Students train in everything from feisty opinion pieces to fact-packed science writing and juicy celebrity reporting and the course takes in tours of newsrooms and studios.

Workshops and seminars include sports writing, radio production and the glamour of being a foreign correspondent.

The academy is for 16- to 18-year-old State school pupils in London to teach the nuts and bolts of journalism.

It was set up in 2006 when research from the Sutton Trust showed a class imbalance in the media. The Cabinet Office claimed in 2009 that the media had become even more dominated by the wealthy.

Research presented at this-year’s British Sociological Association’s conference showed the middle-class still hoard jobs in the media. The summer school aims to counteract this imbalance.

Its coordinator Nathalie Rothschild said: “We challenge the idea that you need to have the ‘right’ education or be lucky enough to have personal connections to become a journalist.”

The academy aims to inspire a new generation of reporters to learn the value of freedom of expression, truth-seeking “and good grammar”.
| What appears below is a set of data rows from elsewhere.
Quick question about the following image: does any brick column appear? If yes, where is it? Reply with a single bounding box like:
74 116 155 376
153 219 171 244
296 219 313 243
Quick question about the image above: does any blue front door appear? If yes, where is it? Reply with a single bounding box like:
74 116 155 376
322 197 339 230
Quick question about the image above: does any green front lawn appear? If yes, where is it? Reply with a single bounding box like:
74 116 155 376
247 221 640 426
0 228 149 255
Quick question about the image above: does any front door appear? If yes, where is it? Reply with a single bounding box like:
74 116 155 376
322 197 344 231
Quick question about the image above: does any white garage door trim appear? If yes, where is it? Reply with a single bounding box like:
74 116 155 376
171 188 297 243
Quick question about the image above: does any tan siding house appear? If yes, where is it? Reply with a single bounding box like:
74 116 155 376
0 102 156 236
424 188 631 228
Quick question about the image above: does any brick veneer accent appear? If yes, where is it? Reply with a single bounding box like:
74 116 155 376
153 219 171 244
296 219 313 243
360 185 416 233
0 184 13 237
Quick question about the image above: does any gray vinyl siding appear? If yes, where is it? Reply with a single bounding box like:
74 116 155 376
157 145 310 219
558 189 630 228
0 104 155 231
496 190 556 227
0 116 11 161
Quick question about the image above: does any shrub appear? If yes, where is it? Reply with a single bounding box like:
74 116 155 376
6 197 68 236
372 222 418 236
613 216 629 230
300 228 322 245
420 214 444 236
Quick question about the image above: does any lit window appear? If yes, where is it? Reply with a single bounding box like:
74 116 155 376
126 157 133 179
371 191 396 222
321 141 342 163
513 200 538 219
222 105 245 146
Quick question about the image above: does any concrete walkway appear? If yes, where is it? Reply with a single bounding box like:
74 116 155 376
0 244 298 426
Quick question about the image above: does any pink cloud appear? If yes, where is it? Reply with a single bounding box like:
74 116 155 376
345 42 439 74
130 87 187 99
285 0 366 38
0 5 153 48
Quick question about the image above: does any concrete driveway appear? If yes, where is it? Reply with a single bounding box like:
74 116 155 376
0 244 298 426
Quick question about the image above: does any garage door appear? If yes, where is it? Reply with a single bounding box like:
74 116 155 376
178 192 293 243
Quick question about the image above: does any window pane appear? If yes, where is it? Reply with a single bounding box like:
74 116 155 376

The 25 editors, producers and reporters who have volunteered to run seminars include The Sun’s associate editor Trevor Kavanagh, The Times TV critic Andrew Billen and former science editor Mark Henderson, Wall Street Journal leader writer Anne Jolis, Sunday Mirror showbiz columnist Dean Piper, LiveWire Sport commentator Caroline Cheese and BBC radio producers Alex Mansfield and Rami Tzabar.